Friday, April 14, 2017

Problems and solutions

But I say to you in truth, there were many widows in Israel in the days of Elijah, when the sky was shut up for three years and six months, when a great famine came over all the land; and yet Elijah was sent to none of them, but only to Zarephath, in the land of Sidon, to a woman who was a widow.

they were trying to go into Bithynia, and the Spirit of Jesus did not permit them; and passing by Mysia, they came down to Troas. A vision appeared to Paul in the night: a man of Macedonia was standing and appealing to him.

Our church has decided to try to help address the problem of "the achievement gap" in Madison. There's a problem there, true. And perhaps there is something we can do to help, though I seriously doubt that we'll have any grand solutions. Even a few lives are worth a lot, though.

I don't know the history of the decision, but I wonder how it evolved. It sometimes seems as though we see a problem and glom onto it, work up a plan and advertise for volunteers.

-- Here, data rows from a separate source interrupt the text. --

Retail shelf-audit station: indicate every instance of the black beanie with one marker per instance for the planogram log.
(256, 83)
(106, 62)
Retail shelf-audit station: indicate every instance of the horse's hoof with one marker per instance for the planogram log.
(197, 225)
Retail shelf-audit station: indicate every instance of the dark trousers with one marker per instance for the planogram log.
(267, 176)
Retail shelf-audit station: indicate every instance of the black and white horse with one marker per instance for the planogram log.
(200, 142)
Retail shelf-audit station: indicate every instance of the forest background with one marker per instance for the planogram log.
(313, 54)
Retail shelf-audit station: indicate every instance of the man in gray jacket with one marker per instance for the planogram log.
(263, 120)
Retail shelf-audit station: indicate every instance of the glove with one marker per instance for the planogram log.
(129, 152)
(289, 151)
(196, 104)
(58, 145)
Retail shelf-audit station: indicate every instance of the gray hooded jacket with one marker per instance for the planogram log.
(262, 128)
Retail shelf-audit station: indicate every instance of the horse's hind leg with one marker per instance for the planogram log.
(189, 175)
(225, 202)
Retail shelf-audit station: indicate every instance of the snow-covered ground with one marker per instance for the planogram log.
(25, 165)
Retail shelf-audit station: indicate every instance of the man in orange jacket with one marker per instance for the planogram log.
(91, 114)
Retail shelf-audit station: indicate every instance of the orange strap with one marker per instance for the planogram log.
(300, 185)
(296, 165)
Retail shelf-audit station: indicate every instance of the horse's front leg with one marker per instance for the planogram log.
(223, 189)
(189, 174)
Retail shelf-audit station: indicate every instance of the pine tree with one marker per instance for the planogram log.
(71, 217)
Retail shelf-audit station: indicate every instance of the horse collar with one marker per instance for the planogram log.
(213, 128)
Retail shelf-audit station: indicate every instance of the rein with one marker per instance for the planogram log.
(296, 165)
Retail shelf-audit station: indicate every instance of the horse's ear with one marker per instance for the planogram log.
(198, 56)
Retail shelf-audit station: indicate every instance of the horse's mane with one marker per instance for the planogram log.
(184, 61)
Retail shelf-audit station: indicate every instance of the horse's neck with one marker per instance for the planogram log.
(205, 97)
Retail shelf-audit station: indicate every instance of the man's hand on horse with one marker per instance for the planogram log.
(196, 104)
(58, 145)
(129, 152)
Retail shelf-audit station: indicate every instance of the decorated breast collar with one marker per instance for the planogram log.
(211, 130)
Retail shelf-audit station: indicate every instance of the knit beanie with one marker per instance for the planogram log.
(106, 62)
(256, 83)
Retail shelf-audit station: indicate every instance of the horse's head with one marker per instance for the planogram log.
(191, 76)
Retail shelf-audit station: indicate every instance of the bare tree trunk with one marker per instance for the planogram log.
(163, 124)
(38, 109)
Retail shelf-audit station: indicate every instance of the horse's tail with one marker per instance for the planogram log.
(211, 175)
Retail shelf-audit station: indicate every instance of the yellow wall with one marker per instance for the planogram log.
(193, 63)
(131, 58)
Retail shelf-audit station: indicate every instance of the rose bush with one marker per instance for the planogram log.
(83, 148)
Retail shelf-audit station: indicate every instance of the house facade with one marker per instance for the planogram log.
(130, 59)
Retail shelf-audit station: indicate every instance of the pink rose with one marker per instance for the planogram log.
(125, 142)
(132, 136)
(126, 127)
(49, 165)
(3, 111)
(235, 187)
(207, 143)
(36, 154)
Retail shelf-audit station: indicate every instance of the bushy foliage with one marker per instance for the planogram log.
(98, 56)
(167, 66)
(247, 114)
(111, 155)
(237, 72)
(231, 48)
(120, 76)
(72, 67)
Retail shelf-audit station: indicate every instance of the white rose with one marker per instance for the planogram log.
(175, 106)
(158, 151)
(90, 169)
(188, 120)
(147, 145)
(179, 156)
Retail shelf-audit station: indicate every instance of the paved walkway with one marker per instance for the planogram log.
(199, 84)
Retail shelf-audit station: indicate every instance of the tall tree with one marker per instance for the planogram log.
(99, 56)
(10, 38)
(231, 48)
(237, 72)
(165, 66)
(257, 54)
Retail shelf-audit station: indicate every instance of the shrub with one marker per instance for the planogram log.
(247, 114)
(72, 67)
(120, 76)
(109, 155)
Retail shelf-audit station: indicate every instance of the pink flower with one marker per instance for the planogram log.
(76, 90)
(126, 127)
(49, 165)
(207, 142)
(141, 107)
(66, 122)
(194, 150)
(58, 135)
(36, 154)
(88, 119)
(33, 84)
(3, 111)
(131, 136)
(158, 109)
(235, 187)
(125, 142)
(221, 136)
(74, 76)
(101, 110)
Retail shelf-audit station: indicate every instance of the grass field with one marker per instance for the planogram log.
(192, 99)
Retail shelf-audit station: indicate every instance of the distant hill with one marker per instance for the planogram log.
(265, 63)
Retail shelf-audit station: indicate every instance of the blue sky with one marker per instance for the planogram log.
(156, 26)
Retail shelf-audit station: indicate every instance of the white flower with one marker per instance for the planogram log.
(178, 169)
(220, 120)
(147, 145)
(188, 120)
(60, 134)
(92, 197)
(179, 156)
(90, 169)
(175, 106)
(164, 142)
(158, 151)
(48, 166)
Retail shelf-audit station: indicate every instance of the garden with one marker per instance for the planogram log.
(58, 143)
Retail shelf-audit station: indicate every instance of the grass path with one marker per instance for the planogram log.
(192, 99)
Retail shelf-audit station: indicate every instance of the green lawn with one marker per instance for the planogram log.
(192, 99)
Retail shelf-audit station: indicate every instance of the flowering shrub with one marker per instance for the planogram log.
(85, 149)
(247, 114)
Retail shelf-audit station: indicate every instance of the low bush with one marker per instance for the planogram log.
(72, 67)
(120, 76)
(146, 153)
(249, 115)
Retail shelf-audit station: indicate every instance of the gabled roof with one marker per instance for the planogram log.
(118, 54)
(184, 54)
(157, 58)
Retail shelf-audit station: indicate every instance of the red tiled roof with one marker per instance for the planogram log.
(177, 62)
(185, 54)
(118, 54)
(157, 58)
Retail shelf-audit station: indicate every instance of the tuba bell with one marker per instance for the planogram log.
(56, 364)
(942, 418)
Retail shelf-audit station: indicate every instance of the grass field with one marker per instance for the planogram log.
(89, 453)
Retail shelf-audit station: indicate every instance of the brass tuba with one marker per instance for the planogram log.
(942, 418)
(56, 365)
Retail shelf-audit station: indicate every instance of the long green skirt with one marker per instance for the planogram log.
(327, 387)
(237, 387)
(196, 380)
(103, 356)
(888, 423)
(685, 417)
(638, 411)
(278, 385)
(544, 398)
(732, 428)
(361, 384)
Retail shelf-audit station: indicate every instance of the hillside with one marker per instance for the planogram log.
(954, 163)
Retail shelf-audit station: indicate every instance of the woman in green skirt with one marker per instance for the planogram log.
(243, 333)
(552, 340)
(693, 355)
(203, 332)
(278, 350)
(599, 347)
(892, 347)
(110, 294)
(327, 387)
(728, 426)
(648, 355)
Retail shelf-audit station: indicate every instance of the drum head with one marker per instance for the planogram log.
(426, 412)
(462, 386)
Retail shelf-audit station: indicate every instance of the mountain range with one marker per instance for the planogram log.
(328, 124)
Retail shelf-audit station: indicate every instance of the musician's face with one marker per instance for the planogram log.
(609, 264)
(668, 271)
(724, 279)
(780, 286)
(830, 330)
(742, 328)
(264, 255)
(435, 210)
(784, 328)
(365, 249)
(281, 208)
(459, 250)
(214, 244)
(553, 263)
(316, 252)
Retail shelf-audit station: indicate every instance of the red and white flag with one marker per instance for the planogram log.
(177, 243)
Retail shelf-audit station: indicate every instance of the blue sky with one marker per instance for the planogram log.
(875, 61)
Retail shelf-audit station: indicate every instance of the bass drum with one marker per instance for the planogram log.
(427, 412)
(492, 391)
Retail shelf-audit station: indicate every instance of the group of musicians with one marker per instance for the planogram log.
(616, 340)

Do we wind up in a different place if, instead of looking at problems, we ask "What solutions do we have? What skills and enthusiasms do our people have?"(*) One fellow in our church wasn't very bright, and his skill set was pretty limited, but he put together a list of people to call, and when he heard that someone in church was moving, he called people on the list to assemble a team to help. That's not the sort of thing I usually hear when the church says they need people to help. (Typically they're short of child care workers.)

I tried to rouse interest in a "What I can do" list at our last church: a list of things people say they're willing to volunteer for. Ideally this would be pooled by local churches, since one church may not have a critical mass of people able to address a problem that needs a team. In practice I couldn't get ours interested. Possibly this had to do with liability issues, possibly the concept has serious flaws, and possibly I'm not very good at salesmanship.

I finished Organic Community tonight, which is about how much better the results are from collaboration and encouraging people to develop their own activities than from "cooperation" (aka do it my way) and central planning. The last time I checked a body needs both flexible flesh and solid skeletons. Still, quite a lot of the appropriate work of a church goes on through informal or almost informal networks of friends. The liturgy, whether high or low, is only part of the work.


(*) I do not mean those spiritual gift questionnaires.

2 comments:

Christopher B said...

I get your idea of trying to move away from central planning but, for what it's worth, I was a member of a church that periodically did a 'what do you want to volunteer to do' questionnaire for about 25 years and I never was contacted about anything I expressed an interest in doing. I did play in the bell choir, mostly by virtue of showing up at rehearsal. :)

james said...

I was afraid of something like that. The volunteer sheet is also a centrally planned program :-)
There's quite a potential barrier for interaction, even in church.